La selección la completaba Welcome to ma maison (2021), la última rareza de Andrés Goteira, que en nada se parecía al resto. En ella indaga en las fronteras entre la ficción y el documental a través de la figura de Igor, aspirante a actor en Lugo que está obsesionado con el cine de Nicolas Winding Refn, en particular por el reiterado fetichismo que el danés deposita en las manos a lo largo de su filmografía. La cinta sigue al chico en su intento de establecer contacto con el realizador mientras lleva a cabo una investigación – que nunca se revela – sobre este gesto en la obra del autor de Drive (2011). El hecho de que esta búsqueda nunca se muestre hace intuir que en realidad no existe y que todo esto no es más que una puesta en escena para indagar en torno a las inseguridades del actor y la idolatría a los iconos – por otra parte, tótem de la obra de Refn, lo que no parece casual –. Igor Fernández bordea una fina línea entre la persona y el personaje – parece que hay algo de ambos – con pasión y ambigüedad a partes iguales. Está entregado.

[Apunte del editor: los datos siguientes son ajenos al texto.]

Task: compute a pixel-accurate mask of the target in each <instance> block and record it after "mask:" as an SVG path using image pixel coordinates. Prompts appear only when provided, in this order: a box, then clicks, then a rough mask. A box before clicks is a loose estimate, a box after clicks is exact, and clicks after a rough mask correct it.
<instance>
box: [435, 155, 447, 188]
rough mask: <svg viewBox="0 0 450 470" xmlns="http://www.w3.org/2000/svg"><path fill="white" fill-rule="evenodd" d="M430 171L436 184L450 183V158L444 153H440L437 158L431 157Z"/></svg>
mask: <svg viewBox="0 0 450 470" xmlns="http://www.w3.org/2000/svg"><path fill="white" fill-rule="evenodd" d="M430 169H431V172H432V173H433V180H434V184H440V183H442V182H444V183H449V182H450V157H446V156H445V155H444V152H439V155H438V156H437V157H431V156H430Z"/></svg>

Paralelamente a esto, hay momentos en los que se nos muestra la filmación de una ficción que nunca llegamos a ver completada – de un filme que parece que no va a existir –. La historia es marcadamente tópica, con escenas como la del atraco a una joyería o el asesinato de una mujer en su piso – ¡mientras Igor le lleva una pizza a domicilio! – que solo pueden leerse en clave de parodia de todos esos montones de chicos en todo el mundo que quieren hacer Only God Forgives (2013) o Pulp Fiction (Quentin Tarantino, 1994) – las referencias tampoco faltan – con cuatro duros y que acaban aportando a la cinefagia churros del nivel de Tommy Wiseau. Posiblemente, Goteira se vea identificado irónicamente en uno de estos chicos, porque seguramente de adolescente soñó – como muchos de nosotros – con ser un Tarantino de la vida. Welcome to ma maison retrata ese fracaso con una hermética propuesta que, como Dhogs (2017), tiene entre sus temas la construcción de identidades a través de la sociedad del espectáculo. Si ya en aquella había elementos que nos remitían al Mulholland Drive (2001) de David Lynch, aquí directamente se nos muestra un cartel de este filme en el fondo de la habitación de Igor mientras él explica, con la inconexión propia de una ebriedad tabernaria, sus teorías sobre el cine y la vida. Welcome to ma maison parece estar tan perdida como su protagonista en muchos momentos de su metraje, pero tiene un gesto arriesgado y personal. Nunca sabremos si estas irregularidades son obra de un genio del despiste o de las incapacidades de un director aún en formación. Porque de esto va la cosa, de fracasar, estrepitosamente.